PAINTED BUTTONQUAIL – Turnix varia

PAINTED BUTTONQUAIL

Painted buttonquail facts: The painted buttonquail is a large species 6.7 to 9.1 inches (17 to 23 centimeters) in length and 1.9 to 4.7 ounces (53 to 134 grams) in weight, with the female significantly larger than the male. The painted buttonquail is generally red in color with a gray breast and red eyes.

Geographic range: The painted buttonquail is found in eastern, southeastern, and southwestern Australia, on islands off the coast of southwestern Australia, and in New Caledonia.

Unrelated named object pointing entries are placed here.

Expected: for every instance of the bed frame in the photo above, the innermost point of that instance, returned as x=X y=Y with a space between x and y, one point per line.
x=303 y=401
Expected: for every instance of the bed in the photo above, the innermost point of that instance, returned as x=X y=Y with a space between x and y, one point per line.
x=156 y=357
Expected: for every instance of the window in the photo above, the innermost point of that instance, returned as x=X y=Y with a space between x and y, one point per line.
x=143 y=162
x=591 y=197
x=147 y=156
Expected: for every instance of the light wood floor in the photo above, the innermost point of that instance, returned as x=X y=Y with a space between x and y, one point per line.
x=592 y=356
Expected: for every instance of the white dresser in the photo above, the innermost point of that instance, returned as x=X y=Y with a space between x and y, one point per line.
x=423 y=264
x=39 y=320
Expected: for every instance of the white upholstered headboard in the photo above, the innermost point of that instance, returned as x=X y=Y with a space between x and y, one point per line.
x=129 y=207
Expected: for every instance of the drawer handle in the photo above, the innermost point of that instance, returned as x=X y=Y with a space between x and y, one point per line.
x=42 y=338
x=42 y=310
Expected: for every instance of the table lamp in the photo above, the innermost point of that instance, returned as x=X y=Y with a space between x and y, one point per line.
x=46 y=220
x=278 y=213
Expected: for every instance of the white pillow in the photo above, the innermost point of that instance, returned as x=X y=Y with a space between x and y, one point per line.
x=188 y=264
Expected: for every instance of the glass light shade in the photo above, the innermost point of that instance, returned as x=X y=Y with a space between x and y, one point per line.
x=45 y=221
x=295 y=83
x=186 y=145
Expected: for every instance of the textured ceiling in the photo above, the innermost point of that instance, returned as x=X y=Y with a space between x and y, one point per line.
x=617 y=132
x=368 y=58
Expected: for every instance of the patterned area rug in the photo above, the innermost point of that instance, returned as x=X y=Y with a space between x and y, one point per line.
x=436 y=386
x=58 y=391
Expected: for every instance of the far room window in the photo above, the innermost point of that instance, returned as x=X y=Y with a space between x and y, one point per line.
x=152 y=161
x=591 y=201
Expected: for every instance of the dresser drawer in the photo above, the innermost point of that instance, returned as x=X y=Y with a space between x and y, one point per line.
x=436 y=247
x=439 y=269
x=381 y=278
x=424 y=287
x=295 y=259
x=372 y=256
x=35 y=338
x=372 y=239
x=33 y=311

Painted buttonquail habitat: The painted buttonquail is found in diverse habitats from grassland to grassy or open forest, and in grassy clearings within dense forests.

What does painted buttonquail eat: The painted buttonquail eats seeds, insects and other invertebrates, and green plant shoots. Food is found by scratching on the ground.

Behavior and reproduction: Reproduction occurs in late winter to autumn in southern and eastern habitats, and all year round in tropical regions. Female painted buttonquails are sequentially polyandrous. Generally three or four eggs are laid at a time; these hatch after thirteen to fourteen days. The male feeds the chick for seven to ten days. At ten days chicks can fly, and by twenty-three days they are the same size as adults.

Painted buttonquails and people: Painted buttonquails are bred for food.

Conservation status: Painted buttonquails are not threatened.